Double meurtre mafieux
Mi-avril, un couple de ressortissants chinois a été exécuté à Rome de plusieurs balles dans la tête. Les enquêteurs lient ce double meurtre à la «guerre des cintres». L'homme, lui-même membre de la mafia du textile, aurait dû prochainement témoigner dans un grand procès.
La police financière tente de maîtriser la situation par des contrôles. «Cette année, nous avons dénoncé 486 personnes et saisi 24'000 kilomètres de tissu», explique Enrico Blandini. 24'000 kilomètres correspond à peu près à la distance entre le pôle Nord et le pôle Sud.
La fraude à la TVA, l'évasion fiscale, la contrebande et la traite des êtres humains sont des délits fréquents, ajoute-t-il.
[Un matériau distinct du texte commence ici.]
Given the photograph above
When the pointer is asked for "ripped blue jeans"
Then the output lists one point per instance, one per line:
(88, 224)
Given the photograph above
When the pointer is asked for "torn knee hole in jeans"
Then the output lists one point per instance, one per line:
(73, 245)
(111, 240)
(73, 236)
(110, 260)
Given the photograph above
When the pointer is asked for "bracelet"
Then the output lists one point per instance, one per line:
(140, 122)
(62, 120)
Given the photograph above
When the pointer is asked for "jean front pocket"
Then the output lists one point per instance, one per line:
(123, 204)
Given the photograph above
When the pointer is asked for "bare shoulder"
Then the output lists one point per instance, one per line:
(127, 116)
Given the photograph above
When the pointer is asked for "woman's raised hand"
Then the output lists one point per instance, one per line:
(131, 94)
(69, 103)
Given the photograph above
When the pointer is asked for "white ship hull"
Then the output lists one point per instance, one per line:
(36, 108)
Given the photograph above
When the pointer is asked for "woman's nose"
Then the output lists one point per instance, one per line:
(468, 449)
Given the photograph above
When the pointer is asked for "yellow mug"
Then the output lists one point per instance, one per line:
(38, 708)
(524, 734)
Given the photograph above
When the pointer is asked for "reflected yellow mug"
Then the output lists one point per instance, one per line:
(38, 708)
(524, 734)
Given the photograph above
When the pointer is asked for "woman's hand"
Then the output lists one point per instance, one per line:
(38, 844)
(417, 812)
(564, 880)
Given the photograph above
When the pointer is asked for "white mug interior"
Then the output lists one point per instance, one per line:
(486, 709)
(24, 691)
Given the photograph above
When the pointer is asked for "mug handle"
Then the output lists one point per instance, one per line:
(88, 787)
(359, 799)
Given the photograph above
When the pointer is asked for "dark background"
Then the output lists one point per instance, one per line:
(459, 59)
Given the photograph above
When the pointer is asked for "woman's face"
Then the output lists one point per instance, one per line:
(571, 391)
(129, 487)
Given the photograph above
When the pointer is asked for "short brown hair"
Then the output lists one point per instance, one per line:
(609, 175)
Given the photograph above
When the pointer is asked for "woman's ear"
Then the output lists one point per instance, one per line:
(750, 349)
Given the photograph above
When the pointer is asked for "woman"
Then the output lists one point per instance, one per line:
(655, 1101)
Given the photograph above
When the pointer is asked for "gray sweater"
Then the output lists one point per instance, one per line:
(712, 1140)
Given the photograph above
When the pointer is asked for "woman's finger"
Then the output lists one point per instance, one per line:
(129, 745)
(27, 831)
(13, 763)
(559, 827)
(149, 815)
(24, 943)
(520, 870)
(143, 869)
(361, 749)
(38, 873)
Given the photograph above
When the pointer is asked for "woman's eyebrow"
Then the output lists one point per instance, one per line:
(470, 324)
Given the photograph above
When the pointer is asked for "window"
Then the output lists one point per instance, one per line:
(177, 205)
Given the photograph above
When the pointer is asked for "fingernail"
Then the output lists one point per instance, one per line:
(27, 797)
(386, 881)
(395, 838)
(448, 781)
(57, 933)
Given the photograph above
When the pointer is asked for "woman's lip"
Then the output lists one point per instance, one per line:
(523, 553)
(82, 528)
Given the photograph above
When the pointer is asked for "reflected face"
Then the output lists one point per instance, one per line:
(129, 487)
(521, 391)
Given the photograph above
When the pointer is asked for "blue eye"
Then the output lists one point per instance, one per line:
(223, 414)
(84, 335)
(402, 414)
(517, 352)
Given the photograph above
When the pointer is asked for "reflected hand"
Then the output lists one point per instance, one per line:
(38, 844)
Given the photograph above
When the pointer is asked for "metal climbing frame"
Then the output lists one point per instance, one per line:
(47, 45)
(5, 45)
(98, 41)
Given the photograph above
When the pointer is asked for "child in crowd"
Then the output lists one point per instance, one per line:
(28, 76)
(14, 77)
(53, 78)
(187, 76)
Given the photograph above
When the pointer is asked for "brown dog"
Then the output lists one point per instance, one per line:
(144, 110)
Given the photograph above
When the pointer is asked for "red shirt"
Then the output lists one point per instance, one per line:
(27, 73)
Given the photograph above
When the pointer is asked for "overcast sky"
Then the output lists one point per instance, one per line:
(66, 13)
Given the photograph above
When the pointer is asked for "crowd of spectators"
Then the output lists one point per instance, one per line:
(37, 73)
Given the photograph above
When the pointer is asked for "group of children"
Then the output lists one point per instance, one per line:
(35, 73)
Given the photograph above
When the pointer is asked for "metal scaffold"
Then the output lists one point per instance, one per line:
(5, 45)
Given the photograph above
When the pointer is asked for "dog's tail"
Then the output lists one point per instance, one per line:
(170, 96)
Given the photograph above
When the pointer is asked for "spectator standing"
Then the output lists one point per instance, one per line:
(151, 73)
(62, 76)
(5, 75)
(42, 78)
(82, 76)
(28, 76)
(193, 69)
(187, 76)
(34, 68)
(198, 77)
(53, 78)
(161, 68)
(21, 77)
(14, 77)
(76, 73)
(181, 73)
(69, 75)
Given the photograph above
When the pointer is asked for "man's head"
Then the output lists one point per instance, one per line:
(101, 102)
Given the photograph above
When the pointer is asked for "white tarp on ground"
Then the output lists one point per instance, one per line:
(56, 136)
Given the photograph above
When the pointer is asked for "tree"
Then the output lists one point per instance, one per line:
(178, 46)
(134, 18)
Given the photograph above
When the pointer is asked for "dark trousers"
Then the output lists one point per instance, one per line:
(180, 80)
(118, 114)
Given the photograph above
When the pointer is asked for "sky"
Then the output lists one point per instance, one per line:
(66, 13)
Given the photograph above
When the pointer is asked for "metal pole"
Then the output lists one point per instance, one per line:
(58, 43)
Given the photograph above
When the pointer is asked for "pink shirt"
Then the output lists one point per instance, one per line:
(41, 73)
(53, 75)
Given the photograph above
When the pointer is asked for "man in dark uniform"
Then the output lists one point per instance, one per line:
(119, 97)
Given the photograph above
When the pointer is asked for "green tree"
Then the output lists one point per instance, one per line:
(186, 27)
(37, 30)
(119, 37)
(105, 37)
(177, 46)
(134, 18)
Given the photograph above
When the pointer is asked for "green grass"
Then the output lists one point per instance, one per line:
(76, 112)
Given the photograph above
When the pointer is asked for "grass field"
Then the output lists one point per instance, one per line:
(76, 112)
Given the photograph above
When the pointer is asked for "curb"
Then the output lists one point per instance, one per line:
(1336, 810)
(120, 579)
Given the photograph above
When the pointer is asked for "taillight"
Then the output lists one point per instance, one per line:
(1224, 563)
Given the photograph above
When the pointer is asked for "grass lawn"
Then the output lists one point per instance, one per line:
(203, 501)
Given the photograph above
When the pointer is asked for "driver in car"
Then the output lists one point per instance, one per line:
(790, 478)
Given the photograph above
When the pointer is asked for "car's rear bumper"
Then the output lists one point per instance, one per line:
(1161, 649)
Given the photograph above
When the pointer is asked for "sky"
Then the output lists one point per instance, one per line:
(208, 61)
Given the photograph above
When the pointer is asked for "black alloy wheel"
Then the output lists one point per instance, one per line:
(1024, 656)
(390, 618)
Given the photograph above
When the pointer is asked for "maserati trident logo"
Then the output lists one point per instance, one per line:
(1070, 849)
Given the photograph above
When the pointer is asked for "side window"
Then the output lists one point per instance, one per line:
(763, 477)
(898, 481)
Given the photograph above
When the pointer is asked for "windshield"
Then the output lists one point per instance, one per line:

Les conditions de travail dans les usines chinoises sont catastrophiques. «Les gens restent parfois douze heures sans pause devant leur machine à coudre, sans normes de sécurité».
Des ateliers anonymes
Les anciens bâtiments d'usine à l'ouest de la ville s'effritent. Des voitures démolies et des sacs poubelles encombrent les rues étroites. Seul le doux ronronnement des machines à coudre révèle qu'ici, on travaille.
L'avocat du principal criminel du casino a décrit à «Izzy» les conditions de travail de son client: «Il gagnait entre 1000 et 2000 euros par mois et était apparemment entouré de compatriotes. Il ne parlait pas italien.»
La porte d'un des ateliers au cœur de Chinatown est ouverte. Nous entrons, demandons si nous pouvons jeter un coup d'œil. Entre des piles de tissus et de vêtements de plusieurs mètres de haut, les ouvriers sont assis à de petites tables: l'air est étouffant, la lumière des tubes du plafond est crue. Personne ne nous comprend. Un homme nous fait sortir d'un geste de la main et ferme la porte.
Nous sommes de nouveau à l'air libre. Pas d'enseigne, pas de nom, un atelier anonyme. Un parmi des centaines d'autres. Ça sent l'huile et le plastique. Il reste peu de choses du «Made in Italy» ici. A part l'étiquette.